Human intelligence is limited by preconceptions, experiences, assumptions, and behavioral bias. Even the most brilliant data scientist has these human limitations, preventing him/her from obtaining a wholly clear and precise understanding of data.
There’s more than one cognitive bottleneck
At SparkBeyond, we often talk about cognitive bottlenecks in the context of building features – and with good reason. Our AI engine can build millions of features that a human analyst would never consider or never have time to hard code into a model. What if there was another source of bottlenecks? What if the very source of bottlenecks was the data itself?
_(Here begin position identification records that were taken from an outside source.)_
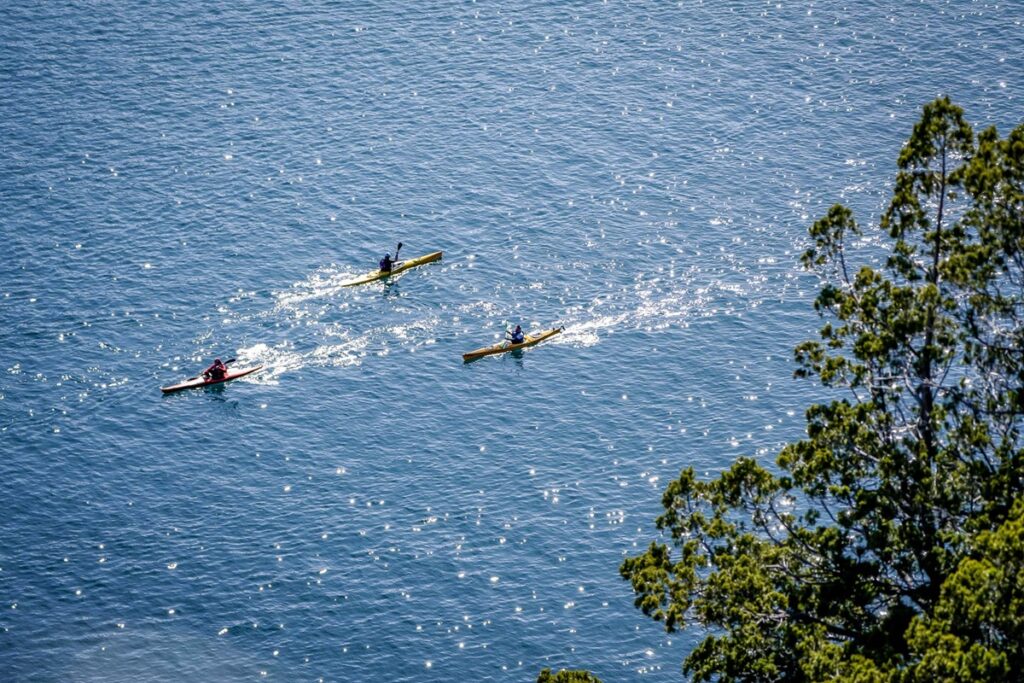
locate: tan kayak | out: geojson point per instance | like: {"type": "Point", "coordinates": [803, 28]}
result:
{"type": "Point", "coordinates": [395, 269]}
{"type": "Point", "coordinates": [505, 347]}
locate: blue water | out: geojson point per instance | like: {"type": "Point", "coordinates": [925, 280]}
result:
{"type": "Point", "coordinates": [183, 180]}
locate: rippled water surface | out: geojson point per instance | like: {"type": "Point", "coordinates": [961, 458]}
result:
{"type": "Point", "coordinates": [183, 180]}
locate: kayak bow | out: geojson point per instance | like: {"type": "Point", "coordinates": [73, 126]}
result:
{"type": "Point", "coordinates": [400, 266]}
{"type": "Point", "coordinates": [198, 382]}
{"type": "Point", "coordinates": [504, 347]}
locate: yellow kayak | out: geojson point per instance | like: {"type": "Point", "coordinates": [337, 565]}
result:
{"type": "Point", "coordinates": [395, 269]}
{"type": "Point", "coordinates": [505, 346]}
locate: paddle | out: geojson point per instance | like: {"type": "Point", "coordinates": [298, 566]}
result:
{"type": "Point", "coordinates": [395, 262]}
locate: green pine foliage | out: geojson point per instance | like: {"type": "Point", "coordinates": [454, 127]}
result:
{"type": "Point", "coordinates": [889, 544]}
{"type": "Point", "coordinates": [567, 676]}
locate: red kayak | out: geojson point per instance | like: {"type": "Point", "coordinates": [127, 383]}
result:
{"type": "Point", "coordinates": [199, 382]}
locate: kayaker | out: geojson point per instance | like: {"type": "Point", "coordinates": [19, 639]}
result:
{"type": "Point", "coordinates": [216, 371]}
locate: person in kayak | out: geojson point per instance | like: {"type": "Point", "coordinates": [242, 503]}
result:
{"type": "Point", "coordinates": [215, 372]}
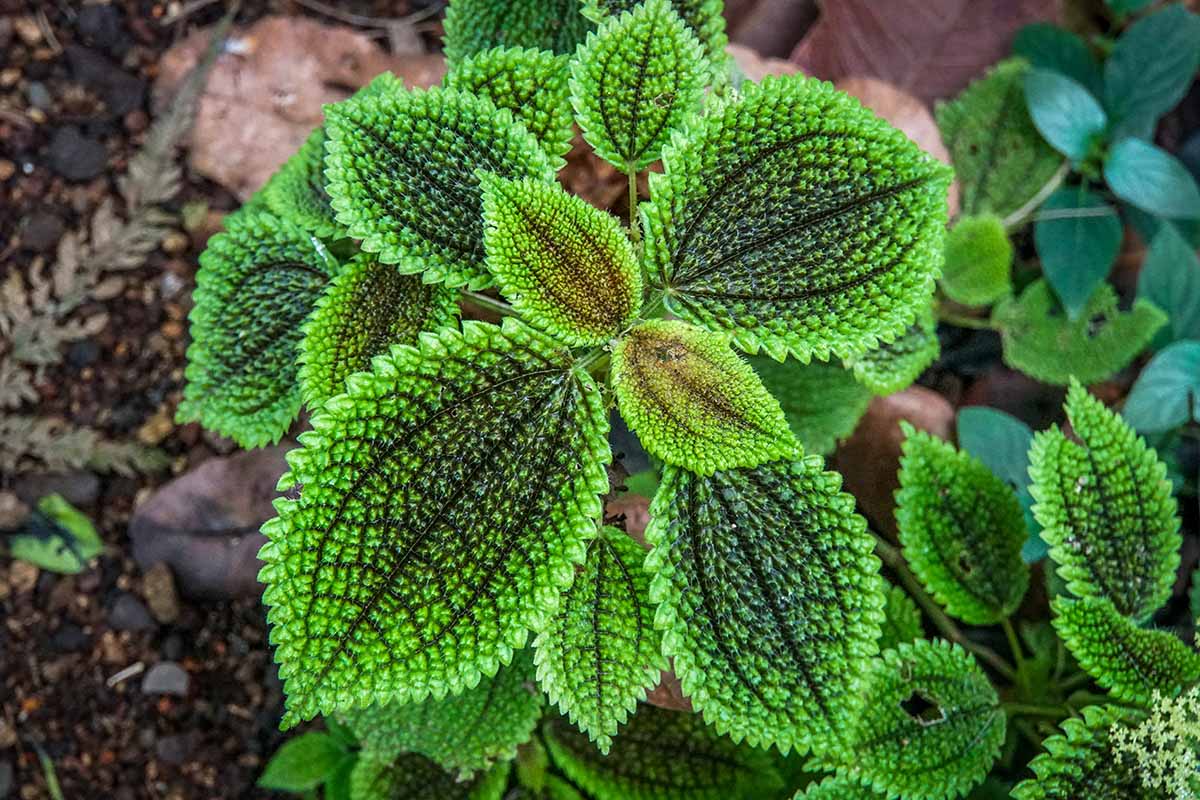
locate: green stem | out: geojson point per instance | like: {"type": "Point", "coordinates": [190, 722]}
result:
{"type": "Point", "coordinates": [892, 557]}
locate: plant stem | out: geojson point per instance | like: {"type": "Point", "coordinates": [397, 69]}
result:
{"type": "Point", "coordinates": [892, 557]}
No one wants to deal with data from a free text box on a website, and few care much about seeing the untreated sensor logs from a heavy plant or server stack.
Data scientists have always been expected to curate data into ‘aha’ moments and tell stories that can reach a wider business audience. But what is the cost of this curation?
Your beautifully crafted dataset is full of bias
We understand. You’ve spent a long time cleansing your datasets and your ETL pipelines that turn all of that ugly, noisy data into something more report and dashboard worthy. You’re a veteran of munging data, fixing schemas and processing and you’re loath to let all of those hours of code, sweat, and tears go to waste.
While this was almost certainly the right thing to do before the age of AI, now you may be making a critical business mistake without even knowing it.
The real signal is in the noise
The problem is, tidy data doesn’t help that much. Every aggregation and pivot you’ve performed on your datasets reduces the total amount of information available to SparkBeyond. Your clever NLP topic mining on free text fields was no doubt very useful, but the raw text is more interesting. Maybe no one in your company wants to look at ‘meaningless’ raw sensor logs, but that’s exactly where SparkBeyond’s Hypothesis Engine wants to work.
Some example signals we’ve seen in noisy data
Just a few examples of messy data we’ve seen:
- Spelling mistakes on loan applications
- Error reports from maintenance crews
- The amount of head tilt in video preview images
- Oscillating pressure changes in wells
- Proximity of launderettes to grocery stores
- Broken features on app causing customer churn
Once these types of data have been cleaned, they do more than show organized data sets. They reveal unlimited possibilities, and AI-based technologies can reveal these possibilities faster and more efficiently than ever before.
Let’s say you have sensor data that’s difficult to understand. Typically, a sensor array will generate a lot of data, and it usually won’t be very naturally readable, if at all.
Following a detailed investigation, your data science team has noticed that something to do with one of the sensors having a sustained high reading and high variability seems to predict one type of mechanical fault. As a result, you now report on the 3-hour rolling average for this sensor and the 1-hour rolling variance.
These metrics are easy to explain, and everyone from the senior management team to the repair crews understands what they’re measuring. But what was the cost of curating data like this?
While your tidy data gets you a nice, explainable story, it does so at the cost of ruling out hypotheses that you would never consider or have had the chance to test. The SparkBeyond discovery engine can help you overcome this, and that’s why we love messy, granular data.
Within the SparkBeyond AI engine, we have the capability to apply a host of functions to this and every other sensor reading, exponential moving averages, roots, and FFTs. We can try a range of threshold values, comparing this to context data sets such as weather or more bespoke domain knowledge.
Capturing unique insights and revealing hidden patterns buried deep in messy data allows us to spot emerging trends and identify new behaviors and customer needs. In these uncertain times, this is more critical than ever.